Crown Heights Documentary Claims to be First Ever Shot With Google Glass
CROWN HEIGHTS — Four young Crown Heights filmmakers have made a new documentary short that takes an intimate look at the neighborhood's Hasidic Jewish and West Indian communities — and it was shot largely using Google Glass.
"We’ve captured a huge range of footage, a huge range of content, places I never thought I'd go or get to see," said filmmaker Hannah Roodman, 23, the eldest member of the four-person team behind the project.
"We were in a Caribbean church a few weeks ago and the minister wore Google Glass while he was preaching. You could see his congregation through his eyes."
Project 2x1, named for the 2 mile by 1 mile dimensions of the neighborhood, began when Crown Heights native Mendy Seldowitz, 20, was chosen earlier this year as a Google Glass Explorer — a designated person to test the high-tech glasses with a built-in computer. Seldowitz asked for help with the film, which contrasts rituals and daily life in the neighboring Chabad and Caribbean communities. He found Roodman, a newcomer to the neighborhood, who in turn recruited Ben Millstein and Celso White, both 23.
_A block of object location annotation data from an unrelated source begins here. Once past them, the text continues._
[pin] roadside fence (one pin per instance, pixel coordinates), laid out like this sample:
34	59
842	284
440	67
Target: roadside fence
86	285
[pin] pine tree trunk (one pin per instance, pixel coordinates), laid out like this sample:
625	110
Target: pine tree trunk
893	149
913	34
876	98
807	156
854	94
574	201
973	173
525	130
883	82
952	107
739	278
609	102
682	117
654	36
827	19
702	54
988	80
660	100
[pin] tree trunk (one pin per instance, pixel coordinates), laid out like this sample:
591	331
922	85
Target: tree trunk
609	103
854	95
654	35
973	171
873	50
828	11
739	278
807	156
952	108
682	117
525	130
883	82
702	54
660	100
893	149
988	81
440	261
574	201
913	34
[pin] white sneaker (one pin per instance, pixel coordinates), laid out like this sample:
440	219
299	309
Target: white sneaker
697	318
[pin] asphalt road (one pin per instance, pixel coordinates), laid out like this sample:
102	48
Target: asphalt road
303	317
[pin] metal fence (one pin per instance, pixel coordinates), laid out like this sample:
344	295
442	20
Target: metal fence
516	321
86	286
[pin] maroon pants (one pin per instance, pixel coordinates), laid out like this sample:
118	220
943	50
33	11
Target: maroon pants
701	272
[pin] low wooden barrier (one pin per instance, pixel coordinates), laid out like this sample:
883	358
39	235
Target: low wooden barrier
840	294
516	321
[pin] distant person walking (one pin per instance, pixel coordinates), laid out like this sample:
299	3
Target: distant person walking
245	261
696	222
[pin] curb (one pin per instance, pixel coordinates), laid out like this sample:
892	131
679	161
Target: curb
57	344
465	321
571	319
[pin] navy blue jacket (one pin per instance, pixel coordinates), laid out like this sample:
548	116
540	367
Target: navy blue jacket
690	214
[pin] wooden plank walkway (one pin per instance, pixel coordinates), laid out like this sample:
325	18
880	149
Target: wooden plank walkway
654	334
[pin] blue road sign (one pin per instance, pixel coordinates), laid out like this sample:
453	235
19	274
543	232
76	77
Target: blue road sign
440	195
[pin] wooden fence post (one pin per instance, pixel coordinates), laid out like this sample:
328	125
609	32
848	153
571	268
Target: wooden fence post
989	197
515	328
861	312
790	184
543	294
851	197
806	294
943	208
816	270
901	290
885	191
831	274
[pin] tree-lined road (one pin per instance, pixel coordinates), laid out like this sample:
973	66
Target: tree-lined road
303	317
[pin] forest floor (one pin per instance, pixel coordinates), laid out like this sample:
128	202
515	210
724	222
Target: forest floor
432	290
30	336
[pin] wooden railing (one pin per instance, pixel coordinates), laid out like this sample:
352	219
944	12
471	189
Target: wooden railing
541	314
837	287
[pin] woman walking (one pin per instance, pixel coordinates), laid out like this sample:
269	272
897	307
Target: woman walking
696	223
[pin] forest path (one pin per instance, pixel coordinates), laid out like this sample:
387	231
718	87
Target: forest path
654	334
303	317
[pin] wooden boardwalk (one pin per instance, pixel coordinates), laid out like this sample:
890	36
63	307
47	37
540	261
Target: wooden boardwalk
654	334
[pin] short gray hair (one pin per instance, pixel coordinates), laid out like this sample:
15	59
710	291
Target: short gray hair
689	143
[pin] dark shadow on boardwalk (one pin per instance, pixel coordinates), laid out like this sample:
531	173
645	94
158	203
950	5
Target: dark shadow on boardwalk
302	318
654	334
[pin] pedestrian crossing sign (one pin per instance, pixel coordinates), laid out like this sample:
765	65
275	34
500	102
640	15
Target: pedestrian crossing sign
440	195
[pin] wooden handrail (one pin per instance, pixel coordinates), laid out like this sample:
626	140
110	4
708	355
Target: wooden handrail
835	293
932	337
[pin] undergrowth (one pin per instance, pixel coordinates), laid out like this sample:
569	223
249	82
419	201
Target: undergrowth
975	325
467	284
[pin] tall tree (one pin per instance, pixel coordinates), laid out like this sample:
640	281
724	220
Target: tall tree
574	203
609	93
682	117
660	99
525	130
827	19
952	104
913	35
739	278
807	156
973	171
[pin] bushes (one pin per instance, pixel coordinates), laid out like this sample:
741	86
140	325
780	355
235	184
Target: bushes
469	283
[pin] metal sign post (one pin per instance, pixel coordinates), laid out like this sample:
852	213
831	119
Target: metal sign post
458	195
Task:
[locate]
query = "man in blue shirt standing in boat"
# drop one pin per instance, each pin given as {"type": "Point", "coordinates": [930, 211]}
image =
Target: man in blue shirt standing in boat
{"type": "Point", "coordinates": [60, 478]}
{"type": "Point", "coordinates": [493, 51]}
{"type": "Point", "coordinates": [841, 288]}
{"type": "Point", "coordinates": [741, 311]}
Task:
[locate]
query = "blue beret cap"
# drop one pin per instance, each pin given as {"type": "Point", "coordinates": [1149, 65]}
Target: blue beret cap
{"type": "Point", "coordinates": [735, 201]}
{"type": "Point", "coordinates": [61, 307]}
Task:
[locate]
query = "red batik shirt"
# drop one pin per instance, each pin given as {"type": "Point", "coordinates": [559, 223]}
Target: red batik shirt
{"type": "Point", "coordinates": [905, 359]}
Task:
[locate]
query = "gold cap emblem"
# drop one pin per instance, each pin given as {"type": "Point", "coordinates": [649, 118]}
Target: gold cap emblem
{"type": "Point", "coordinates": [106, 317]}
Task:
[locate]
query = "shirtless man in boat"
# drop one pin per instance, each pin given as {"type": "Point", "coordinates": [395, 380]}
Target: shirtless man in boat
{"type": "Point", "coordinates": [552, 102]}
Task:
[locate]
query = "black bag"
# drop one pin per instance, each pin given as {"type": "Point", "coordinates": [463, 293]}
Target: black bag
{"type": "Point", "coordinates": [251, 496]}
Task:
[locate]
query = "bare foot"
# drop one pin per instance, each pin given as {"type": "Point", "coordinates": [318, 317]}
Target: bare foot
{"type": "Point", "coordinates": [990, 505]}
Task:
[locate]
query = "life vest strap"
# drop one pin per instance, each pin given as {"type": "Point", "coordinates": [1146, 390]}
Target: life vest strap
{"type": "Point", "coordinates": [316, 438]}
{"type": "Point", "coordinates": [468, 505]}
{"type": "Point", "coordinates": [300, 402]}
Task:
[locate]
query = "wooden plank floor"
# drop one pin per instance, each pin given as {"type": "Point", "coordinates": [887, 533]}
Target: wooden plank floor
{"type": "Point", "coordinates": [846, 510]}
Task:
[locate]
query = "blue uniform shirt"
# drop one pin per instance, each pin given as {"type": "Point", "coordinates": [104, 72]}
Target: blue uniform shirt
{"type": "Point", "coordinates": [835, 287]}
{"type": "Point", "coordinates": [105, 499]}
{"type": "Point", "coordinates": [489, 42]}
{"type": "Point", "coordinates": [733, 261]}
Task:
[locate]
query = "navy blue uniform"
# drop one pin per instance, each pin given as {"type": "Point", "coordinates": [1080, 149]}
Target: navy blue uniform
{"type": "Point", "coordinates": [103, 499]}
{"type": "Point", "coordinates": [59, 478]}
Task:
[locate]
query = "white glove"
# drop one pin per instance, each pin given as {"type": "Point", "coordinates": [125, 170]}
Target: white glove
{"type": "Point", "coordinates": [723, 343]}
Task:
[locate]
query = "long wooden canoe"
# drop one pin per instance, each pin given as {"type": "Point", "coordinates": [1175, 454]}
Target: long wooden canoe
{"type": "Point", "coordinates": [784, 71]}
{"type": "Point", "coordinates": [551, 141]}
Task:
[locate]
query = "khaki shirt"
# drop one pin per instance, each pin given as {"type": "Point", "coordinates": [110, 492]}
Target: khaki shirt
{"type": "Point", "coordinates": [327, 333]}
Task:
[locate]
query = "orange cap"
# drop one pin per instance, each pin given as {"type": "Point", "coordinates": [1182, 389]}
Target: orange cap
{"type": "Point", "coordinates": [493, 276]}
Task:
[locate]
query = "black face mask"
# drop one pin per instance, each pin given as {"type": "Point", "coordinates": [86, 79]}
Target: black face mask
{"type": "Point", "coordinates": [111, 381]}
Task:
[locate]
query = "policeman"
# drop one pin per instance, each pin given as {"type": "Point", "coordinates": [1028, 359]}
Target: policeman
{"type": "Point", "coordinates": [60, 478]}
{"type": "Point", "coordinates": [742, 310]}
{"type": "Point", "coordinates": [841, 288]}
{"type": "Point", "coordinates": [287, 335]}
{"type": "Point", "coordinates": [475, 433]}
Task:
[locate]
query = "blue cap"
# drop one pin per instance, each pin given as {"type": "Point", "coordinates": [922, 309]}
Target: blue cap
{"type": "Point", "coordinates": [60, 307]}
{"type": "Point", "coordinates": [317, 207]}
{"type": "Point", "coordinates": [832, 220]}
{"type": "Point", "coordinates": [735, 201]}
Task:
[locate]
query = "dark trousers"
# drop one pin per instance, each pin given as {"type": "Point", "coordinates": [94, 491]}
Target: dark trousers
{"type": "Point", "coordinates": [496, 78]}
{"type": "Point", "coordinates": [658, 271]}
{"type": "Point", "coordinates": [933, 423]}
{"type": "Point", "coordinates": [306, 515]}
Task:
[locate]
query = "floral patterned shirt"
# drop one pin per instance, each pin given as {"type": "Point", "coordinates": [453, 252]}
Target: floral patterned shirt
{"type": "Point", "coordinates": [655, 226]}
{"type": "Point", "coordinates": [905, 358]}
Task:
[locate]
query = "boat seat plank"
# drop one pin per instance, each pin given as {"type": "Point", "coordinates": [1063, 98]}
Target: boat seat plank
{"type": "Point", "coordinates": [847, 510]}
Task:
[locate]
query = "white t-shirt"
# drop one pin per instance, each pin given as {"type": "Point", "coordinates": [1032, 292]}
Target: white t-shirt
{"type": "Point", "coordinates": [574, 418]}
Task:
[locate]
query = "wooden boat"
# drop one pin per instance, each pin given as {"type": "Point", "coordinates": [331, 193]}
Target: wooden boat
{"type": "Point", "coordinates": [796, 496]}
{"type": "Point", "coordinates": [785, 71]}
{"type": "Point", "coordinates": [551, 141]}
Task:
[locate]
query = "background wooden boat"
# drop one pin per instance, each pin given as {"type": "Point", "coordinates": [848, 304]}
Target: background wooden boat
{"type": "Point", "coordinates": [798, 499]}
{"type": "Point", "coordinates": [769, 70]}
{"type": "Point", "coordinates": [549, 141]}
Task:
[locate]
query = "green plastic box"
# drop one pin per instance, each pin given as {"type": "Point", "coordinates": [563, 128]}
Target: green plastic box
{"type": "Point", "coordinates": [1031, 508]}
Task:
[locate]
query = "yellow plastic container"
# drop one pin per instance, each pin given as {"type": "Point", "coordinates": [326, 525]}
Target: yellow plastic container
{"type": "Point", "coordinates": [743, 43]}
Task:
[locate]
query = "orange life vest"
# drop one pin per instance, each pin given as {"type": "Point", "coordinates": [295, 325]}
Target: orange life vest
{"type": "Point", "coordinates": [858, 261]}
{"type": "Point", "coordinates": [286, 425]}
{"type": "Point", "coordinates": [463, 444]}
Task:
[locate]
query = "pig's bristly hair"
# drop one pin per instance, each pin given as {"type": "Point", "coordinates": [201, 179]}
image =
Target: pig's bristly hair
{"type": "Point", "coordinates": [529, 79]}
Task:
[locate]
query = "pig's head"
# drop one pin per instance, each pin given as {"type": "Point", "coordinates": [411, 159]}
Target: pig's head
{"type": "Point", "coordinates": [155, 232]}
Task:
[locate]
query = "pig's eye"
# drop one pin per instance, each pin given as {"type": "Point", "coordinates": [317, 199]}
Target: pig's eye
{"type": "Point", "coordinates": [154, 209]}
With the help of neighborhood volunteers, the team was able to capture rites and rituals as varied as weddings and barbecues, the raucous West Indian Day parade and the somber atonement ritual of kaparot that precedes Yom Kippur, during which thousands of chickens are slaughtered and their meat is donated to hungry families.
"The relationship has been documented, but the stories that we’re getting are really an inside look into the community," White said. "We said hey, we love your story, would you mind showing us?"
The team said the technology gave them unprecedented access to events usually reserved for insiders.
"When you come in as a documentary film maker, you’re on one side and [your subject's] on the other side," Millstein said. "Once they put on Google Glass and saw filmmaking from their own perspective, they really understood it."
Google Glass is an ideal way to shoot film, Millstein said.
"The head acts as a natural steady cam," the filmmaker explained. "You can hear their voice, you can see their hands as they go about their daily activities. It’s like being inside somebody’s head."
The group said they hope that level of intimacy will help viewers identify with subjects who can seem extremely different to outsiders.
"When [Hasidim] are watching the West Indian Day parade and saying, 'wow, that’s crazy,' and then they watch their own parade, they're not only looking at the outside world, but looking in and recognizing each other," said Seldowitz, who grew up in the heart of Hasidic Crown Heights.
The fledgling filmmakers launched a Kickstarter campaign in the hope of being able to debut their short documentary later this fall. They also created an interactive map of the neighborhood intended to attract potential visitors.
"If we get people to see a film and then explore it interactively, they're more likely to come to Crown Heights to see it for themselves," White said. "That’s one of the goals of the film, to get people here in Crown Heights."